# 15 years old Young Indian's SLYNUX



## samjkd (May 22, 2005)

Hai all

 cehck this link and post ur opinions

*www.cxotoday.com/cxo/jsp/article.jsp?article_id=3903&cat_id=913


----------



## vignesh (May 22, 2005)

Ya cool man creating a linux distro at the age of 15.


----------



## GNUrag (May 23, 2005)

vignesh said:
			
		

> Ya cool man creating a linux distro at the age of 15.


... remastering an existing linux distro....
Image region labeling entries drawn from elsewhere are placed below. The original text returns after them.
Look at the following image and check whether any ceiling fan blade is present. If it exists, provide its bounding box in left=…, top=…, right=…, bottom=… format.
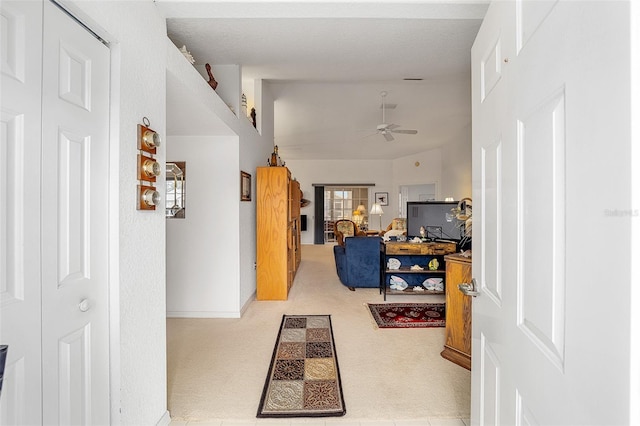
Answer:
left=391, top=130, right=418, bottom=135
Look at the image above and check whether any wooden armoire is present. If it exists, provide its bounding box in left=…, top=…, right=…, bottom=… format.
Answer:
left=256, top=166, right=302, bottom=300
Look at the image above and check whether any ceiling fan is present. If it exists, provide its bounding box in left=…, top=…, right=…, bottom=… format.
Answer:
left=376, top=92, right=418, bottom=142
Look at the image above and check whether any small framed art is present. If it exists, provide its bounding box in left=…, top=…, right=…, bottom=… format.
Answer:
left=375, top=192, right=389, bottom=206
left=240, top=171, right=251, bottom=201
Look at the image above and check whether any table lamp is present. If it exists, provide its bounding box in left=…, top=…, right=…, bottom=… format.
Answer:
left=369, top=203, right=384, bottom=231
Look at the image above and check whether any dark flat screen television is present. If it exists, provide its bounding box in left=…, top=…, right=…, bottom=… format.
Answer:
left=407, top=201, right=464, bottom=242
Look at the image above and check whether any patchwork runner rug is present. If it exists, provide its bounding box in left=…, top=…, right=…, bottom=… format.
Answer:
left=367, top=303, right=445, bottom=328
left=257, top=315, right=346, bottom=417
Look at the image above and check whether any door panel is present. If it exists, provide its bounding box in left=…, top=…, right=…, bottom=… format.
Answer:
left=471, top=2, right=516, bottom=426
left=42, top=1, right=109, bottom=424
left=517, top=90, right=566, bottom=370
left=0, top=1, right=42, bottom=425
left=471, top=0, right=631, bottom=425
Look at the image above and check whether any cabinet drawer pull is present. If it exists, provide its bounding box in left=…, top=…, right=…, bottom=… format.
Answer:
left=458, top=278, right=480, bottom=297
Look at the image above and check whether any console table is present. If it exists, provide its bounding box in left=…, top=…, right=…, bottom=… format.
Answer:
left=380, top=241, right=456, bottom=300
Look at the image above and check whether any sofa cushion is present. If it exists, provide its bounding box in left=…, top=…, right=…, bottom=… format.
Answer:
left=333, top=237, right=380, bottom=288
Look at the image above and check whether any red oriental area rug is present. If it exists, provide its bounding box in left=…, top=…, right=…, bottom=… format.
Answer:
left=367, top=303, right=445, bottom=328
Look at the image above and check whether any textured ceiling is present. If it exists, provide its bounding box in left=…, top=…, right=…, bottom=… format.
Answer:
left=156, top=0, right=487, bottom=159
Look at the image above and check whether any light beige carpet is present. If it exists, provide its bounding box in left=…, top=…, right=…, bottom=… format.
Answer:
left=167, top=245, right=471, bottom=422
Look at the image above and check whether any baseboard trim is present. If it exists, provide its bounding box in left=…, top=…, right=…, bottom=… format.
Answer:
left=156, top=411, right=171, bottom=426
left=167, top=311, right=240, bottom=318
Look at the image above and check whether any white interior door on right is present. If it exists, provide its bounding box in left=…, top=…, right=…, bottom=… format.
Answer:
left=471, top=0, right=637, bottom=425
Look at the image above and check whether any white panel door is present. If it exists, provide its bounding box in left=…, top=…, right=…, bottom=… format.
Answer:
left=42, top=1, right=109, bottom=425
left=472, top=1, right=631, bottom=425
left=0, top=1, right=42, bottom=425
left=471, top=2, right=517, bottom=425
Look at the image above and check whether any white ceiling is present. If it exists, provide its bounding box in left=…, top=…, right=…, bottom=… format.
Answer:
left=156, top=0, right=488, bottom=161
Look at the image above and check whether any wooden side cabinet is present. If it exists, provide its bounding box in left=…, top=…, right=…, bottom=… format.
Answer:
left=256, top=166, right=301, bottom=300
left=440, top=254, right=472, bottom=370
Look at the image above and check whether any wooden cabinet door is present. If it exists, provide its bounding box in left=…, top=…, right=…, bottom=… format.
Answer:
left=441, top=256, right=471, bottom=369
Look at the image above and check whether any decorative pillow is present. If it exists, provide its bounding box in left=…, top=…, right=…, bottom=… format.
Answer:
left=391, top=219, right=406, bottom=231
left=384, top=229, right=404, bottom=237
left=338, top=222, right=353, bottom=237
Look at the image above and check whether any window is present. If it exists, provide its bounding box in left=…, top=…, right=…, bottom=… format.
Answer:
left=324, top=186, right=369, bottom=242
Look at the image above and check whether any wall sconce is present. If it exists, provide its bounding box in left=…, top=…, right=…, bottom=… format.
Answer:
left=138, top=117, right=160, bottom=154
left=136, top=117, right=162, bottom=210
left=138, top=185, right=161, bottom=210
left=138, top=154, right=162, bottom=182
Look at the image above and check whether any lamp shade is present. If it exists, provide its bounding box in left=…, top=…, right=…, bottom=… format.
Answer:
left=369, top=203, right=384, bottom=214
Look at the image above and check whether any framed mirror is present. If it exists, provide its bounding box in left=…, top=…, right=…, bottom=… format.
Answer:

He is just a 10th standard guy and learnt remastering all by himself by reading tutorials from the net.. good infact.


----------



## cnukutti (May 23, 2005)

Yeah. There is a howto on the knoppix wiki on remastering a distro. this is easy. But I haven't tried(due to lack of RAM). But my friend have done that. 
Really good to do it in your 15th year.
_________________
*feeds.feedburner.com/cnu.gif


----------



## Scorpion (Jun 10, 2005)

Thats wonderful...
   Have to try it myself soon...


----------



## cool_dude_prav (Jun 10, 2005)

Well...
he sure has got some extremely bad reviews on some other site (don't remember which)

Seems he has modified a lot...
GAIM = SyLINUX IM
and so on...

Just seems to have re-modified the code... Something PCQLinux is good at :d

Hmm...


----------



## firewall (Jun 12, 2005)

try this : 

*lfs.osuosl.org/lfs/whatislfs.html

and yes sarath really done a nice job. Pretty impressive.


----------